Using a MySQL-compatible database as a source for AWS DMS - AWS Database Migration Service

Using a MySQL-compatible database as a source for AWS DMS

You can migrate data from any MySQL-compatible database (MySQL, MariaDB, or Amazon Aurora MySQL) using AWS Database Migration Service.

For information about versions of MySQL that AWS DMS supports as a source, see Sources for AWS DMS.

You can use SSL to encrypt connections between your MySQL-compatible endpoint and the replication instance. For more information on using SSL with a MySQL-compatible endpoint, see Using SSL with AWS Database Migration Service.

In the following sections, the term "self-managed" applies to any database that is installed either on-premises or on Amazon EC2. The term "AWS-managed" applies to any database on Amazon RDS, Amazon Aurora, or Amazon S3.

For additional details on working with MySQL-compatible databases and AWS DMS, see the following sections.

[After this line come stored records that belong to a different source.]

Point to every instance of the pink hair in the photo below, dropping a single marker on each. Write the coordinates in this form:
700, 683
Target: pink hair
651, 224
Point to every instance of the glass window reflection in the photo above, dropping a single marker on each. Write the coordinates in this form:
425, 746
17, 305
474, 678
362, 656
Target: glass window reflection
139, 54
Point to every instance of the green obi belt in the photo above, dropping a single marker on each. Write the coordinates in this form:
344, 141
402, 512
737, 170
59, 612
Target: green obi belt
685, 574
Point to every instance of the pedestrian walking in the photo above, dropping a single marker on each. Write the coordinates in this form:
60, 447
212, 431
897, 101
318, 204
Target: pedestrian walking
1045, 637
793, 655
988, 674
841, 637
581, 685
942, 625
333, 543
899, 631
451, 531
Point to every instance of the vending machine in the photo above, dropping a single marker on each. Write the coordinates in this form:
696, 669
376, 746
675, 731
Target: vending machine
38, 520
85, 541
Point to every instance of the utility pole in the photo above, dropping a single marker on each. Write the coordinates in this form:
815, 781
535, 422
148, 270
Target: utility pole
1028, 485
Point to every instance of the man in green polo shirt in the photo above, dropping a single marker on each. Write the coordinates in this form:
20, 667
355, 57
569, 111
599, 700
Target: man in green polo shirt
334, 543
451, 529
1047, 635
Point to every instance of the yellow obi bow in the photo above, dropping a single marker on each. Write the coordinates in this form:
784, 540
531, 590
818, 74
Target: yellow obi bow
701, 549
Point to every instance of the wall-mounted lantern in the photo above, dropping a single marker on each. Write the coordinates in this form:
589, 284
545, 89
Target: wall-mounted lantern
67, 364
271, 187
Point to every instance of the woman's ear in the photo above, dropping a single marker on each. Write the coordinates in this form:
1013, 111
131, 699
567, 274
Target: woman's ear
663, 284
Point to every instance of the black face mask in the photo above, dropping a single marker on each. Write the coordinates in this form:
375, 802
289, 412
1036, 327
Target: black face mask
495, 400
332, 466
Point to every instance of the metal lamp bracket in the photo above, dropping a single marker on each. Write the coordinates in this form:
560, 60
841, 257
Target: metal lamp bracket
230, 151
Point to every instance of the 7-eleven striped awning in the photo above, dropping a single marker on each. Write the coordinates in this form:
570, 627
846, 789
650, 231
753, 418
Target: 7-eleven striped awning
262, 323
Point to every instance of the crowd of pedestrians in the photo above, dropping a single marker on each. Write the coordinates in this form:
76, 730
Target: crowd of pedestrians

Migrating from MySQL to MySQL using AWS DMS

For a heterogeneous migration, where you are migrating from a database engine other than MySQL to a MySQL database, AWS DMS is almost always the best migration tool to use. But for a homogeneous migration, where you are migrating from a MySQL database to a MySQL database, we recommend that you use a homogeneous data migrations migration project. homogeneous data migrations uses native database tools to provide an improved data migration performance and accuracy when compared to AWS DMS.

Using any MySQL-compatible database as a source for AWS DMS

Before you begin to work with a MySQL database as a source for AWS DMS, make sure that you have the following prerequisites. These prerequisites apply to either self-managed or AWS-managed sources.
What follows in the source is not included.